In a truly Italian fashion, our guests held a protest and insisted on a 20 minute food-hiatus, the time of which was filled with toasts of mutual appreciation of the ability to cook industrial portions of food and purchase equal amounts of matching wines. The main course was then presented, melting slow roast pork marinated in tahini and humble but wonderful pork crackling (http://duckandthyme.blogspot.co.uk/2015/01/the-queen-and-her-pig.html?m=1), served with oven potatoes and peppers. I'm also happy to report that we were allowed to eat all that food on a single plate!

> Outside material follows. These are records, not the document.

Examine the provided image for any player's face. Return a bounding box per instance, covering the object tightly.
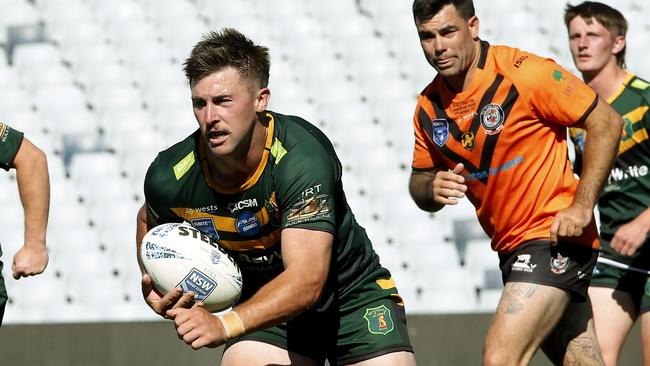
[191,67,269,157]
[569,16,624,73]
[416,5,478,78]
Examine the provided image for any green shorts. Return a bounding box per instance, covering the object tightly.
[591,262,650,314]
[226,268,413,365]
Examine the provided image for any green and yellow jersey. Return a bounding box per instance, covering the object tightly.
[0,122,23,170]
[144,112,380,300]
[569,73,650,269]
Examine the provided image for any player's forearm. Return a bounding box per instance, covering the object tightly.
[14,140,50,247]
[633,207,650,234]
[574,100,623,210]
[409,171,444,212]
[234,270,325,333]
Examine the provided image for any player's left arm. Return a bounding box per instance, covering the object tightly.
[551,98,623,243]
[167,228,334,349]
[610,207,650,256]
[11,138,50,279]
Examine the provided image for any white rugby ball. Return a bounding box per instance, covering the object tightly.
[139,223,242,312]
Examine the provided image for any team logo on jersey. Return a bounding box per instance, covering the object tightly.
[363,305,395,335]
[481,103,505,135]
[228,198,257,213]
[431,118,449,146]
[235,211,262,236]
[573,131,585,151]
[460,131,474,151]
[550,253,570,274]
[190,217,219,240]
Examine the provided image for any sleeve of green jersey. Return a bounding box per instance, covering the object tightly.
[0,122,23,170]
[275,144,339,233]
[144,155,182,224]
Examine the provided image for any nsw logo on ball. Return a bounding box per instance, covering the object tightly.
[177,268,217,300]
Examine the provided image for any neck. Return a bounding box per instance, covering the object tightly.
[207,115,268,189]
[582,63,627,100]
[445,40,481,93]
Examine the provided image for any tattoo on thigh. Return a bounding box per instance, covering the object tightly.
[503,283,537,314]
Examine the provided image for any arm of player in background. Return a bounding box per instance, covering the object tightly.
[409,163,467,212]
[551,97,623,243]
[135,202,194,318]
[11,138,50,279]
[167,228,334,349]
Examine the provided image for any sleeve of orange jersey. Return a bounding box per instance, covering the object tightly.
[412,95,441,170]
[515,54,598,126]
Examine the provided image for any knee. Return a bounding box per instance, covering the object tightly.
[483,346,530,366]
[483,346,515,366]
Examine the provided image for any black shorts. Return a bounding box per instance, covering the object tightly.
[499,240,598,302]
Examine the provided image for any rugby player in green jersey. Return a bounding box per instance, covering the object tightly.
[0,122,50,324]
[564,1,650,366]
[136,29,415,366]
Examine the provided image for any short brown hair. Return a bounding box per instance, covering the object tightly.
[413,0,475,23]
[183,28,271,88]
[564,1,627,67]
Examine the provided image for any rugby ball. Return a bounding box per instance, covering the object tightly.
[139,223,242,312]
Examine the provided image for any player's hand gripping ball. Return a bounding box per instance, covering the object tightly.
[139,223,242,312]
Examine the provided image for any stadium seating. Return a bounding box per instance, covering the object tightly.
[0,0,650,323]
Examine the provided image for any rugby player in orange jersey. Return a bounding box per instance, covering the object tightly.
[409,0,622,365]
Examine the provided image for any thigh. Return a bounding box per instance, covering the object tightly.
[330,268,413,365]
[226,268,413,365]
[221,340,323,366]
[639,311,650,366]
[589,286,637,365]
[347,351,415,366]
[0,260,7,326]
[484,282,570,364]
[542,300,604,366]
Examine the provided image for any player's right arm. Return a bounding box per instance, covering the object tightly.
[409,163,467,212]
[409,95,467,212]
[11,137,50,279]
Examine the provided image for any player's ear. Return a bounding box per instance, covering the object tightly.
[612,36,626,55]
[467,15,479,40]
[255,88,271,113]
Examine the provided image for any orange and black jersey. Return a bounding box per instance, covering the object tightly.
[413,41,599,252]
[0,122,23,170]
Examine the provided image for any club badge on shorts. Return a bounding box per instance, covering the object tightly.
[550,253,570,274]
[481,103,505,135]
[363,305,395,335]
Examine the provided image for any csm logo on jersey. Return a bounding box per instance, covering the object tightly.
[235,211,262,236]
[228,198,257,212]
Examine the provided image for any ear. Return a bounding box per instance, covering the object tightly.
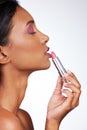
[0,46,9,64]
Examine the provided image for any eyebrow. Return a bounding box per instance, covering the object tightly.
[26,20,34,26]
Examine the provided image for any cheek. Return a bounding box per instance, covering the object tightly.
[11,40,41,68]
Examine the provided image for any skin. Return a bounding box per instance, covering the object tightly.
[0,7,81,130]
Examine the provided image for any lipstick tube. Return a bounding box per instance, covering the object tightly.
[51,52,66,77]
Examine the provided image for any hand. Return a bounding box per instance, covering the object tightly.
[47,71,81,124]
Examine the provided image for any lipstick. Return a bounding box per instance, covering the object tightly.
[51,51,66,77]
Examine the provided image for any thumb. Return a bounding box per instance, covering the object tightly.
[54,76,63,94]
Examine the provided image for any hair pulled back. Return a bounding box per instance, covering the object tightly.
[0,0,19,46]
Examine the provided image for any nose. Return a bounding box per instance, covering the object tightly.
[40,34,49,44]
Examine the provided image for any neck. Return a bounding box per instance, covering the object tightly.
[0,65,29,114]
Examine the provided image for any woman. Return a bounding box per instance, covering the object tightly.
[0,0,81,130]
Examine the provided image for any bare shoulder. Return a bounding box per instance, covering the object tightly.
[0,109,23,130]
[18,109,34,130]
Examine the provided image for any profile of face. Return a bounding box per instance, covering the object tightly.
[5,6,50,71]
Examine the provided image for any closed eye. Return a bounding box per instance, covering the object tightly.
[27,23,36,34]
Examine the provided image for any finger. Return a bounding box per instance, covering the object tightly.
[62,89,74,110]
[65,83,81,108]
[64,71,81,88]
[54,76,63,94]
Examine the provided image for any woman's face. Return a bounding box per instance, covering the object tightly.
[8,7,50,71]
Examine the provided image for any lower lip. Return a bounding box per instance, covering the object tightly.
[45,52,52,58]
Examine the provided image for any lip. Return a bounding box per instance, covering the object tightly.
[44,47,51,58]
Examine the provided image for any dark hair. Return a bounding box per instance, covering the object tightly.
[0,0,19,46]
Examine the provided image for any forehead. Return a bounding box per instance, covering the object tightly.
[12,6,33,26]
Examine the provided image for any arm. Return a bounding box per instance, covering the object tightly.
[45,72,81,130]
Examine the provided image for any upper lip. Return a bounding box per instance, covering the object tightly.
[45,47,50,54]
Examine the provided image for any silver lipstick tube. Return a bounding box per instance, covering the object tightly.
[52,56,66,77]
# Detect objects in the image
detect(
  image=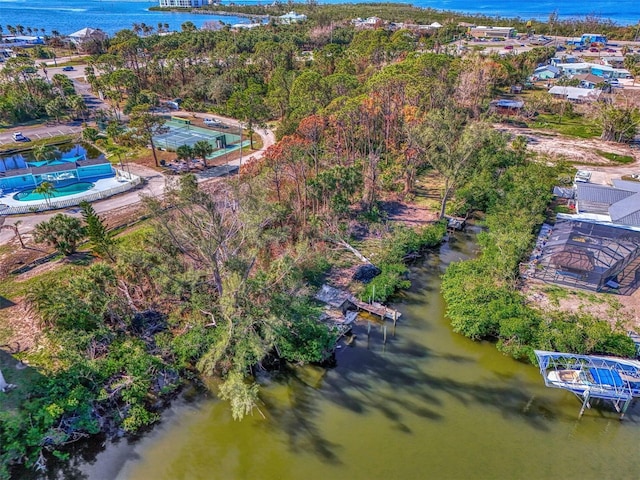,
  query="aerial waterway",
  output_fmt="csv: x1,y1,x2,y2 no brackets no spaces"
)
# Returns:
60,228,640,480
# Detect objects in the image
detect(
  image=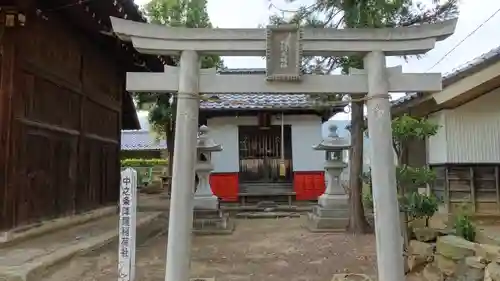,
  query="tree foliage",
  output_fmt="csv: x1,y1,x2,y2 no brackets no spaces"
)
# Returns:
269,0,458,233
135,0,224,174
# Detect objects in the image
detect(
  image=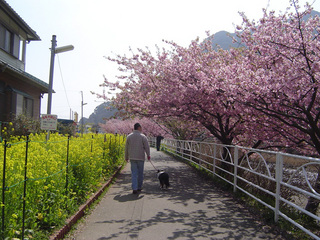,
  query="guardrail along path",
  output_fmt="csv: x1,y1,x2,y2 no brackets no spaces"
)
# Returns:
68,149,284,240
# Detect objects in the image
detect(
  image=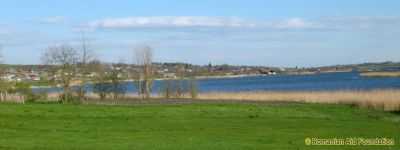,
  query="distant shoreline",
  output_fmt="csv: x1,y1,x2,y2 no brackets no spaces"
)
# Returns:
359,72,400,78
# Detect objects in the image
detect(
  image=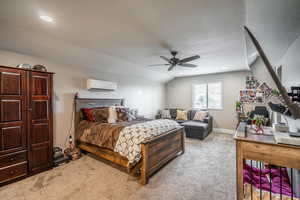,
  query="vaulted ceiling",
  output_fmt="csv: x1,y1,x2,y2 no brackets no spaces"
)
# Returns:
0,0,300,81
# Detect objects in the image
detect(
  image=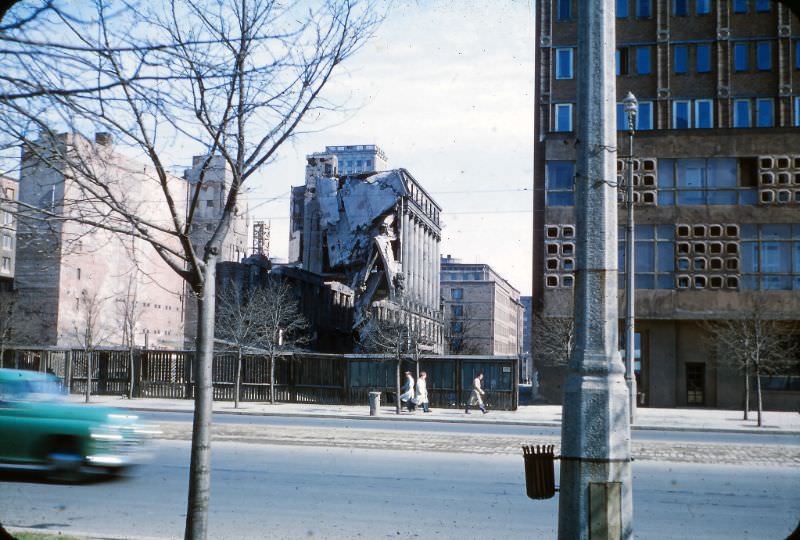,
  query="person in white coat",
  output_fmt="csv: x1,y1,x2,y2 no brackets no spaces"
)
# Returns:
400,371,414,412
464,371,488,414
414,371,431,412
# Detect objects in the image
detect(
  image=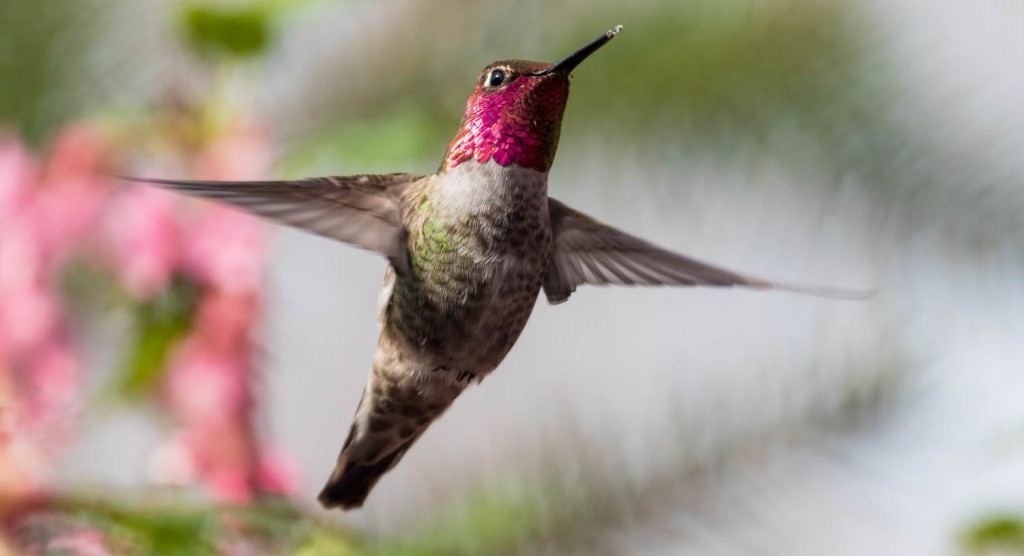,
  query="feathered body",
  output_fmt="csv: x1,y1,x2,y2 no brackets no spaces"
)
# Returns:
128,28,856,509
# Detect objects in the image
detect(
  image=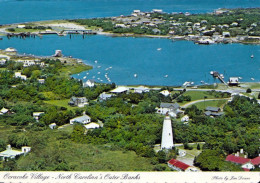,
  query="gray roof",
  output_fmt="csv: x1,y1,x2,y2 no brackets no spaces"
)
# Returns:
205,106,220,112
160,103,180,109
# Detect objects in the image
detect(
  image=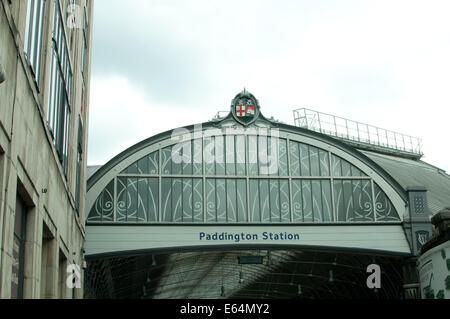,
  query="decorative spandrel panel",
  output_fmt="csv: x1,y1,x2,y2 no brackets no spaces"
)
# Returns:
87,134,400,223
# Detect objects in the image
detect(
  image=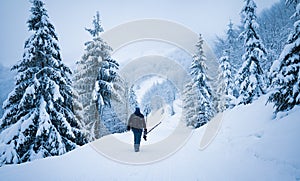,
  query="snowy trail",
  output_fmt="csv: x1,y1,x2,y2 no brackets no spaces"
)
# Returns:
0,98,300,180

Another food-hiatus was declared, and the table was cleared for gambling. The hiatus was shortly rescinded as clementines were presented as amuse bouchée. As gambling always does, it was soon time to countdown and have that bottle of Moët amidst a panaroma of fireworks in the horizon, a contented chaos of arms, legs and bodies, kisses and wishes. And if you thought that food consumption was over, you would be wrong as it is customary to have lentils cooked with ham-like sausages, as soon as possible after midnight as lentils represent round coins and signify wealth. And not to forget that dessert of chocolate sausages in three flavours was yet to be served. As the night of eating, quite like this post, gets long and tedious, I was chuffed with the imminent ending of the night but we are lulled into a false sense of tranquility as soon after 1a.m. the door bell starts ringing continuously and in trooped more well wishers, more gamblers, and at half past one, I lost count of both plates and people and also of consciousness. Rowdy table banging antics continued well past 4a.m., but I was as oblivious to it as a discarded plastic plate in a large black bag.